My name is Chad Phillips and knowing Jesus is the biggest blessing in my life! Scripture tells us, everything the enemy tries to steal – God will give back. When I came to the Mission in 2011, I had lost everything including my family. I had been struggling with a methamphetamine addiction on and off for 14 years, cut off contact with my family, lost my job and my vehicle. I had nothing left but a small voice inside my head that for the past 6 months had been saying, “This isn’t what I had planned for you.”
At the time, I thought it was my own conscience telling me, “This isn’t what you thought you would do with your life.” However, now I realize it was the conviction of the Holy Spirit. I knew at this low point that I had to get somewhere safe – so I showed up at TRM in the clothes I was wearing and a change of socks and underwear in my bag. My plan was to stay long enough to get sober, get a job, and then go back to the life I had been living. However, the Lord was kind enough to keep me at the Mission for a few months until my advocate sat me down and said, “We need to see some movement from you – we need to see you find employment or join a program.”
So I started the Servants in Training (SIT) program. God really got ahold of me during that time and I never looked back.

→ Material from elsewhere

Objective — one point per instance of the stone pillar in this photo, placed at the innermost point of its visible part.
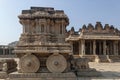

I was fortunate during the program to work at the Distribution Center at TRM Ministries. They saw my potential and hired me part-time, which led to a full-time position after I graduated the SIT program.
I was able to serve on staff at the Distribution Center for four years, from 2012-2016. It was an amazing experience to have the chance every day to serve so many with the same team that had helped me. I connected with Mary Flin at the Urban Ministry Institute of Topeka where I began seminary level studies. From there I connected with World Impact out of Wichita and through them connected with the Christ the Victor church planting movement.
Six years after I entered the Mission doors – God allowed me to be the director of the very program (Servants in Training) that I had gone through and that changed my life. He also used me to plant a church in one of our most underserved neighborhoods in Topeka.
It is such a blessing to do for others what so many at the Mission did for me, simply by allowing God to work through me. This is possible because Jesus changed my heart and I stopped caring about what I wanted. I stopped focusing on trying to satisfy every whim and desire I had, focusing instead on how to help others improve their lives.
What can I do to make an impact in this person’s life? How can I love them? How can I help meet their need? How can I walk with them, weep with them at times, and just support them when I can?
Really, the biggest thing Jesus changed about me – was helping me see others’ needs and then find a way to help. I am now working on staff at the Mission and it’s not a job – it’s a calling. I want every minute of every waking hour I have to be devoted to serving God and advancing His Kingdom.
I am also in the process of buying my first home! God has been calling me to a specific neighborhood, but affording the home is difficult because of past financial decisions I made. But God moved, and some good friends and people I know pulled together the money necessary to buy the house, and eventually I will be able to purchase the house back from them. Now I can live in the neighborhood God is using me to plant a church – living out the motto of our church planting ministry, one neighborhood connected to Christ.
God was restoring my life spiritually and professionally but there was still work to do with my family. When you make bad choices and sink so low – you don’t want the people you love to see you that way. I became good at disappearing, which isn’t a great skill to have at times. There were periods in my life where my mom, dad, brothers and sisters had no clue if I was alive or dead and no way to find out. In the midst of your addiction, you will tell yourself, “well I’m only hurting myself so it doesn’t matter if I do this.”
The reality is you are causing other people pain and it takes a long time to rebuild trust. The relationships I broke with my choices are being rebuilt and that feels wonderful. You know, I lost a lot of time with my family that I can’t get back, but I can, through the grace of God, continue walking forward in those relationships. That’s the most amazing thing!